Rabu, 15 Mei 2019

Minta Didoakan



Doa adalah masalah yang sangat rumit. Untuk itu ada syarat bagi orang yang minta didoakan dan orang yang berdoa. Yaitu keduanya ada hubungan yang begitu erat dan kuat. Sehingga kepedihan orang yang minta didoakan menjadi kepedihan orang yang mendoakan, dan kegembiraan orang yang minta didoakan menjadi kegembiraan orang yang mendoakan. Seperti halnya tangis bayi yang menyusu membuat ibu tak berdaya dan menetes susu dari payudaranya. Demikian pula keadaan keinginan, ratapan dan keluhan orang yang minta didoakan sepenuhnya menjadi kesulitan dan ikatan keinginan orang yang mendoakan. Masalah utamanya adalah, semua persoalan ini tergantung pada rahmat Allah Ta'ala. Capaian usaha tidak termasuk di situ. Perhatian dan belas kasihan pun turun dari sisi Allah Ta'ala. Apabila Allah Ta'ala ingin membuka jalan keberhasilan untuk seseorang, maka Dia akan memasukkan perhatian dan belas kasihan dalam hati orang yang mendoakan. Namun harus ada rangkaian penyebab yang dapat menggerakkan atau mendorong dengan kuat (hati) orang yang mendoakan. Tidak ada tadbir atau rencana lain kecuali orang yang minta didoakan membuat keadaan dirinya sedemikian rupa, sehingga orang yang mendoakan dengan tidak sabar menaruh perhatian padanya.

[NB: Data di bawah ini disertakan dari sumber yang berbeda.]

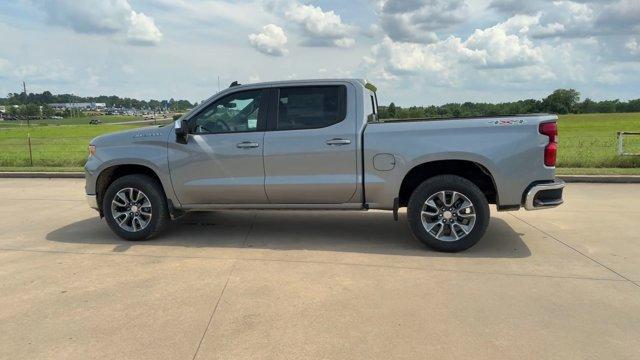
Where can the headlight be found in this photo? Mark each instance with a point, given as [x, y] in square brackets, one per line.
[92, 150]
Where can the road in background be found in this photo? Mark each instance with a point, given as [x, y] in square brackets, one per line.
[561, 283]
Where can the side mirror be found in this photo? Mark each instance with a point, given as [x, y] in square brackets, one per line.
[182, 131]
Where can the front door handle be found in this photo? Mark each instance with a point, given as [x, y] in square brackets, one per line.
[247, 145]
[338, 142]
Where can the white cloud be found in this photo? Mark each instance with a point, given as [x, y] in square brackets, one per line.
[633, 46]
[271, 41]
[321, 28]
[143, 30]
[102, 17]
[497, 47]
[5, 65]
[501, 46]
[419, 20]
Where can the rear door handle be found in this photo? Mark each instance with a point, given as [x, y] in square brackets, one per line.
[338, 142]
[247, 145]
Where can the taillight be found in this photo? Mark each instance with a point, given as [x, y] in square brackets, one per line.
[551, 150]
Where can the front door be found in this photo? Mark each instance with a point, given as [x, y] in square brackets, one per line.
[310, 152]
[222, 160]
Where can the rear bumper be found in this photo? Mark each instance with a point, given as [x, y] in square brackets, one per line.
[544, 195]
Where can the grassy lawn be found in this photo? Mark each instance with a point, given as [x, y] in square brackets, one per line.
[587, 143]
[589, 140]
[52, 146]
[598, 171]
[81, 120]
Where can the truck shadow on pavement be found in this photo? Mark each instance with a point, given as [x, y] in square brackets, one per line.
[336, 231]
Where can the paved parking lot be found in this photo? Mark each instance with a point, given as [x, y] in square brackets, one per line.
[563, 283]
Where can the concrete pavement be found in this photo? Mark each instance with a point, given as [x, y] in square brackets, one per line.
[562, 283]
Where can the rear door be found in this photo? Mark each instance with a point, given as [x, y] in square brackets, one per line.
[310, 146]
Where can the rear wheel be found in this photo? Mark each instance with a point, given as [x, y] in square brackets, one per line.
[448, 213]
[135, 207]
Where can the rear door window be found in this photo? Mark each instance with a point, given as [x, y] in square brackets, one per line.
[311, 107]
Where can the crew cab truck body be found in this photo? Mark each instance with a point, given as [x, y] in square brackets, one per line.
[318, 144]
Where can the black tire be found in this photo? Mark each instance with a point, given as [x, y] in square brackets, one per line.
[153, 191]
[448, 183]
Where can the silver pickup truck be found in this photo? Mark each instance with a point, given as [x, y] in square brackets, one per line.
[319, 144]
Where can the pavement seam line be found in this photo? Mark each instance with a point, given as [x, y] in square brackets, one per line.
[576, 250]
[215, 308]
[319, 263]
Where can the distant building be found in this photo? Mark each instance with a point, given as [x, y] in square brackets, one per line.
[80, 106]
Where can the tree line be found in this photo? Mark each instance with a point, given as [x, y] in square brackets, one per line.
[47, 97]
[561, 101]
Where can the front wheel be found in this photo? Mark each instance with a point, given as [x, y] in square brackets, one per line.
[448, 213]
[135, 208]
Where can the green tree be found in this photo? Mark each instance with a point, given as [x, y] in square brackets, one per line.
[392, 112]
[562, 101]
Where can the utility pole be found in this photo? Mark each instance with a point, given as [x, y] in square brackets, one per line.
[24, 87]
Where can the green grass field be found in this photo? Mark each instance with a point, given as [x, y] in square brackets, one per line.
[589, 140]
[51, 146]
[81, 120]
[587, 143]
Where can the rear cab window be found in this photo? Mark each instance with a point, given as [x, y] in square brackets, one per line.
[311, 107]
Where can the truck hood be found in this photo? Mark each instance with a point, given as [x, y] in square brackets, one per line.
[152, 133]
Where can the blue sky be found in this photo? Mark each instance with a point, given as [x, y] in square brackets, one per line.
[418, 52]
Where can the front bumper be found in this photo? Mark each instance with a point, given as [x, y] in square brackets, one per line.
[92, 200]
[544, 195]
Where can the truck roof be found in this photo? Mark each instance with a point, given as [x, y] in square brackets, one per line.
[303, 81]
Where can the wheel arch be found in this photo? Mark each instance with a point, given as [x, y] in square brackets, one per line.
[109, 174]
[470, 170]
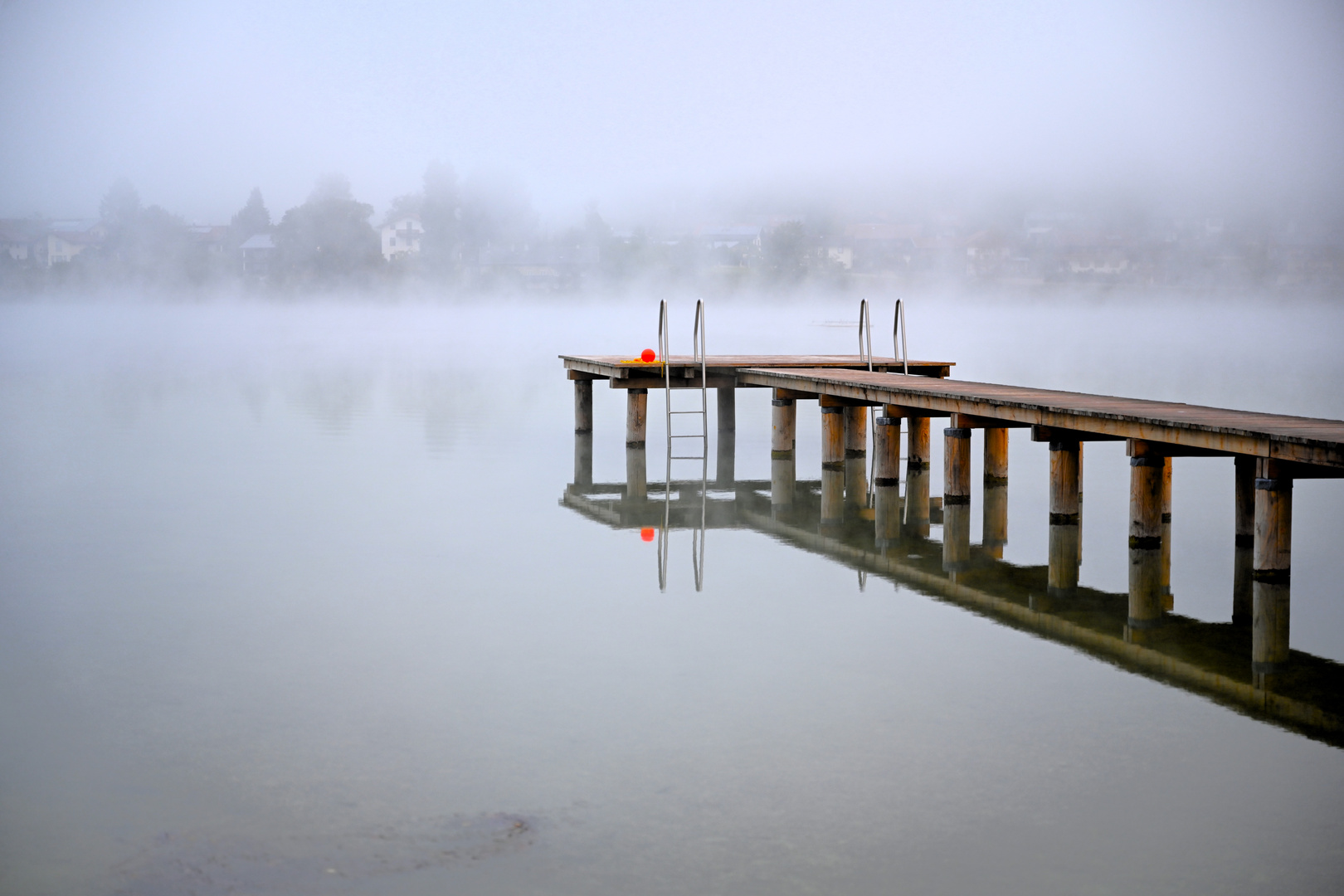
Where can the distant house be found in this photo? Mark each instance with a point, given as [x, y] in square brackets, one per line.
[66, 240]
[258, 251]
[402, 236]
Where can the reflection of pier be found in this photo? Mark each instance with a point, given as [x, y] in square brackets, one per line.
[1135, 631]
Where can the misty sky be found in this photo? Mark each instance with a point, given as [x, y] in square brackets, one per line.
[197, 102]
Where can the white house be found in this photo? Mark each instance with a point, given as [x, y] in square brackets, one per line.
[402, 236]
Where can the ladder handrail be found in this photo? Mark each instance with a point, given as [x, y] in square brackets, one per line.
[898, 324]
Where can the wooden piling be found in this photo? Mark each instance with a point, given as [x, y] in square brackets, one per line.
[784, 423]
[1273, 559]
[1269, 626]
[1146, 497]
[582, 406]
[832, 440]
[1064, 508]
[996, 455]
[917, 503]
[728, 407]
[1244, 500]
[583, 458]
[856, 431]
[995, 523]
[636, 416]
[886, 450]
[956, 465]
[1062, 575]
[917, 444]
[636, 473]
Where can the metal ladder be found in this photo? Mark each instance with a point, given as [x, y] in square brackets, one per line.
[698, 358]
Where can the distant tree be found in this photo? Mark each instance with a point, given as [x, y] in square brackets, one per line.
[251, 219]
[329, 236]
[786, 250]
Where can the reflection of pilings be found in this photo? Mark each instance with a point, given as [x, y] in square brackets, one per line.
[832, 496]
[956, 536]
[996, 455]
[832, 438]
[784, 423]
[784, 483]
[917, 445]
[995, 535]
[1269, 626]
[1062, 578]
[582, 406]
[636, 416]
[856, 481]
[956, 465]
[636, 475]
[1146, 598]
[886, 449]
[917, 501]
[1244, 500]
[583, 458]
[728, 405]
[1064, 484]
[1146, 497]
[724, 470]
[886, 514]
[1242, 601]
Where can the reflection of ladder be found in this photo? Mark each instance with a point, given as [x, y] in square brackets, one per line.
[704, 457]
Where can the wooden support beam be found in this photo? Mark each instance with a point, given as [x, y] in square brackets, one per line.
[1146, 499]
[784, 423]
[996, 455]
[636, 416]
[956, 470]
[1064, 505]
[917, 445]
[1273, 523]
[1060, 434]
[582, 406]
[886, 450]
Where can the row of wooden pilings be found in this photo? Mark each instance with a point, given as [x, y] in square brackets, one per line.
[1262, 500]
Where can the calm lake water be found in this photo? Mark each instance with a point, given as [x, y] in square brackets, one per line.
[290, 602]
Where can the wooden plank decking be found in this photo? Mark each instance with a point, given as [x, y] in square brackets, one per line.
[1270, 436]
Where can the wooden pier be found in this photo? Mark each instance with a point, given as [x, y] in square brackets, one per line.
[1270, 450]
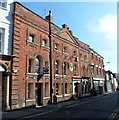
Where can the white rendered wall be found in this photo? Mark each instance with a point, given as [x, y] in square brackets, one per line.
[6, 23]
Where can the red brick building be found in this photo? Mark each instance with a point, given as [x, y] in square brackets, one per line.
[71, 61]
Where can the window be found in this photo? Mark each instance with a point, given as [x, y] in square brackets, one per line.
[92, 69]
[46, 63]
[92, 55]
[30, 69]
[31, 38]
[63, 88]
[37, 65]
[71, 87]
[99, 60]
[64, 69]
[46, 90]
[3, 4]
[75, 70]
[57, 67]
[44, 43]
[56, 46]
[30, 90]
[74, 53]
[66, 88]
[85, 57]
[96, 58]
[100, 72]
[64, 49]
[57, 89]
[97, 70]
[2, 33]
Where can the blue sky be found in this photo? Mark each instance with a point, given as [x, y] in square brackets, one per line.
[94, 23]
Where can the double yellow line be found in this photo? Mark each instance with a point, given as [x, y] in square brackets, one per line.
[114, 113]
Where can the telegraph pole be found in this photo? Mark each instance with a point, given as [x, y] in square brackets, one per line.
[50, 43]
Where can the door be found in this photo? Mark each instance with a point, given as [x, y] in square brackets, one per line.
[39, 94]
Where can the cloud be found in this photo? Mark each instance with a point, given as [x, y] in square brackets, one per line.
[106, 25]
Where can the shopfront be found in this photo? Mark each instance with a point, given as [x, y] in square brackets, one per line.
[98, 85]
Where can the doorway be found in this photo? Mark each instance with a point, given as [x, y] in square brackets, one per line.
[39, 94]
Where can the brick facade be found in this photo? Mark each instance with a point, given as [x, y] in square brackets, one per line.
[71, 61]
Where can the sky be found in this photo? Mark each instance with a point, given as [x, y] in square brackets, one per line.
[94, 23]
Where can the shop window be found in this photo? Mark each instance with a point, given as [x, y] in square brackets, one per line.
[92, 55]
[46, 90]
[99, 60]
[57, 67]
[3, 4]
[75, 70]
[39, 64]
[100, 72]
[66, 88]
[30, 69]
[2, 33]
[92, 67]
[31, 38]
[30, 90]
[44, 43]
[56, 47]
[96, 58]
[85, 57]
[63, 88]
[57, 89]
[71, 87]
[64, 49]
[74, 53]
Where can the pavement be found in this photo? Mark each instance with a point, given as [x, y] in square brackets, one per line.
[24, 112]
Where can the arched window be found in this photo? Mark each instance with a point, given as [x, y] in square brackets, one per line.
[64, 68]
[57, 67]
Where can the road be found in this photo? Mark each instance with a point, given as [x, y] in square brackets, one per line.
[104, 107]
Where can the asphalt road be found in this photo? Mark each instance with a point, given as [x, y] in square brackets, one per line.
[104, 107]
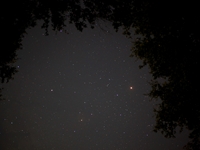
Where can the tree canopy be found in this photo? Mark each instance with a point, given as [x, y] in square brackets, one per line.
[169, 45]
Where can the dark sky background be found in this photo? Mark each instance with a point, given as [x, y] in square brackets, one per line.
[73, 92]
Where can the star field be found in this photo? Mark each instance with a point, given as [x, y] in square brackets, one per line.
[80, 90]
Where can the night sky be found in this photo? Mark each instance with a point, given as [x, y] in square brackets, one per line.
[80, 91]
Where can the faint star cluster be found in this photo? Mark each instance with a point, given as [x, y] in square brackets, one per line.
[79, 90]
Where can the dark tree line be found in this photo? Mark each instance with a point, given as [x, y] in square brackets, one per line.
[169, 45]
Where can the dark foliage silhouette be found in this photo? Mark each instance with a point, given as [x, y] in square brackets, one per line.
[169, 44]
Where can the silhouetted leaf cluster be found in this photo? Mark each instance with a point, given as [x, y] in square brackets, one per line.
[169, 44]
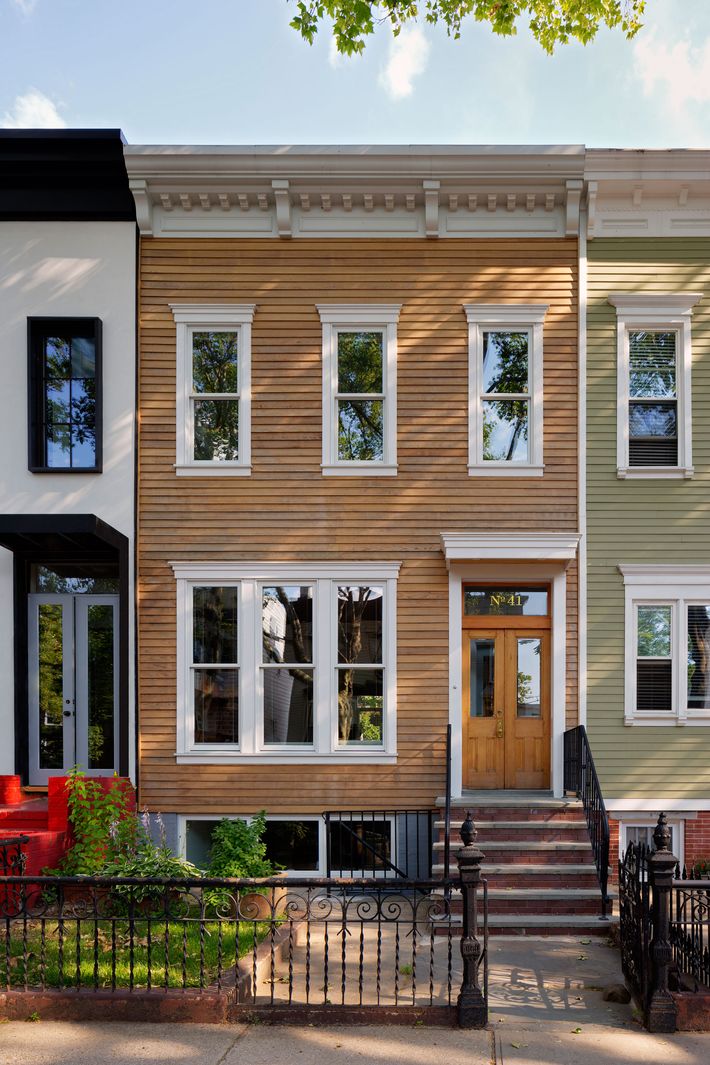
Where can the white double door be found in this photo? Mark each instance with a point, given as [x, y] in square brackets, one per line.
[72, 684]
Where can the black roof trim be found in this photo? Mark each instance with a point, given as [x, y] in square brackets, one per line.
[64, 176]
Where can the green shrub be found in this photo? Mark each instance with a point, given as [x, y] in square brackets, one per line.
[237, 849]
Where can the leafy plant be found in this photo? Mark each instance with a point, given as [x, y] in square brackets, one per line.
[238, 850]
[102, 821]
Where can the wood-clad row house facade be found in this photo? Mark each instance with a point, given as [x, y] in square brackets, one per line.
[390, 537]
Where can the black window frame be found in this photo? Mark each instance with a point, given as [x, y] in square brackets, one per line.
[38, 329]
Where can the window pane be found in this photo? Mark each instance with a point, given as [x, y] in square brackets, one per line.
[506, 430]
[482, 678]
[287, 623]
[360, 362]
[360, 623]
[360, 705]
[653, 420]
[287, 705]
[214, 625]
[293, 845]
[505, 362]
[651, 364]
[528, 677]
[698, 657]
[506, 602]
[215, 362]
[360, 430]
[654, 628]
[216, 430]
[363, 847]
[100, 668]
[51, 686]
[216, 706]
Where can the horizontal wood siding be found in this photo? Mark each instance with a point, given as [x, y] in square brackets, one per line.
[641, 521]
[287, 510]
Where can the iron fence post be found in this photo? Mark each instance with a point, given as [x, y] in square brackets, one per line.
[471, 1003]
[661, 1010]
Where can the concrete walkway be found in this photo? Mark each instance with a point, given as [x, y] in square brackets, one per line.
[546, 1009]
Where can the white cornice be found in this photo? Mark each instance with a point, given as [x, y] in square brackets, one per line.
[510, 546]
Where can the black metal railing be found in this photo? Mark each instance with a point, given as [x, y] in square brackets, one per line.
[379, 842]
[281, 944]
[447, 806]
[580, 777]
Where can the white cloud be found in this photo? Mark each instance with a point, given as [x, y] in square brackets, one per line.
[409, 55]
[33, 111]
[680, 71]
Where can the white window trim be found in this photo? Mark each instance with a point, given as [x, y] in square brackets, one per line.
[250, 577]
[506, 317]
[644, 820]
[188, 318]
[658, 312]
[339, 317]
[323, 838]
[678, 586]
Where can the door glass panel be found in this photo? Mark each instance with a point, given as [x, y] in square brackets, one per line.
[529, 655]
[100, 686]
[51, 686]
[505, 602]
[482, 677]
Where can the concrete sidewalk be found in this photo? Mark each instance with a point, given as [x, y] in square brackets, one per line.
[546, 1009]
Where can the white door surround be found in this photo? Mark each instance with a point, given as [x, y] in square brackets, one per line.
[510, 557]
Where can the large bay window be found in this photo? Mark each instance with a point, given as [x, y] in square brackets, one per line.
[280, 661]
[667, 644]
[654, 427]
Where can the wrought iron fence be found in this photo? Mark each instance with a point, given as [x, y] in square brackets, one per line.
[580, 777]
[392, 844]
[277, 945]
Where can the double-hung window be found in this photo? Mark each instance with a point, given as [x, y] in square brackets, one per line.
[213, 395]
[667, 649]
[285, 660]
[506, 389]
[65, 395]
[654, 426]
[359, 389]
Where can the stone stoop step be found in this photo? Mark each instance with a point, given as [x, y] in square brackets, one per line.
[539, 864]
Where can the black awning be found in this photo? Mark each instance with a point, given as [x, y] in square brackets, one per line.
[43, 538]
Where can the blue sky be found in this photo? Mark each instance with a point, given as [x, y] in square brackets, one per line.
[234, 71]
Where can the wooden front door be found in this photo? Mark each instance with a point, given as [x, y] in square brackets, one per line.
[506, 705]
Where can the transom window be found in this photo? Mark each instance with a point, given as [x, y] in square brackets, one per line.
[286, 661]
[506, 398]
[654, 427]
[65, 394]
[667, 622]
[359, 389]
[213, 398]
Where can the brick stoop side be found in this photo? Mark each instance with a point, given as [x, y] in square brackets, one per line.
[539, 866]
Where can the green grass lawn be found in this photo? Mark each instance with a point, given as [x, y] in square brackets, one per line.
[34, 951]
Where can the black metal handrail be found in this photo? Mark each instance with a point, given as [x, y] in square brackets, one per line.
[447, 807]
[581, 779]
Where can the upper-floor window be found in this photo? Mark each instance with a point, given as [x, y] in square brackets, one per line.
[65, 394]
[667, 650]
[213, 397]
[654, 425]
[285, 660]
[506, 389]
[359, 389]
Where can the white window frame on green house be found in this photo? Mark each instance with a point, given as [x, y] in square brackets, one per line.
[251, 578]
[339, 318]
[655, 312]
[506, 317]
[193, 318]
[676, 587]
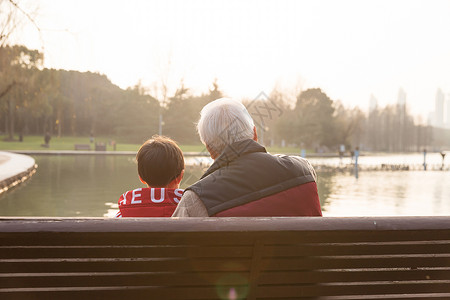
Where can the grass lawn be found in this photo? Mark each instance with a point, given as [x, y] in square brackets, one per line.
[68, 142]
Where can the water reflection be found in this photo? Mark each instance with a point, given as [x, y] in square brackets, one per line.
[90, 186]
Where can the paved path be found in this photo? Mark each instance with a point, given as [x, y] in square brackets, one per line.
[12, 164]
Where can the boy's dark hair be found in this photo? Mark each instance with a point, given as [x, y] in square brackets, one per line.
[160, 161]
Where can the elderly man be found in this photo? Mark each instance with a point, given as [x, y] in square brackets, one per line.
[245, 180]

Keadaan yang menarik perhatianku, yang dengan melihatnya aku menemukan dorongan dalam batinku untuk mendoakan, yaitu seseorang yang aku ketahui bertanggung jawab dalam layanan agama. Keberadaannya bermanfaat untuk Allah Ta'ala, Utusan Allah, Kitab Allah, dan hamba-hamba Allah. Kepedihan dan kesedihan yang dirasakan orang seperti itu, sesungguhnya juga aku rasakan. Oleh karena itu, teman-temanku hendaklah menanamkan niat dalam hatinya masing-masing untuk melayani agama, dengan bentuk dan cara pelayanan yang bisa dilakukan. Aku katakan dengan sebenar-benarnya bahwa orang yang menjadi pelayan agama dan bermanfaat bagi sesama manusia itu bermartabat dan terhormat di sisi Allah Ta'ala. Sebaliknya orang-orang yang tidak peduli pada agama, mereka akan mati seperti kematian anjing dan domba.
(Manzur Ilahi/Malfuzat Ahmadiyyah jld. 2, hlm. 144).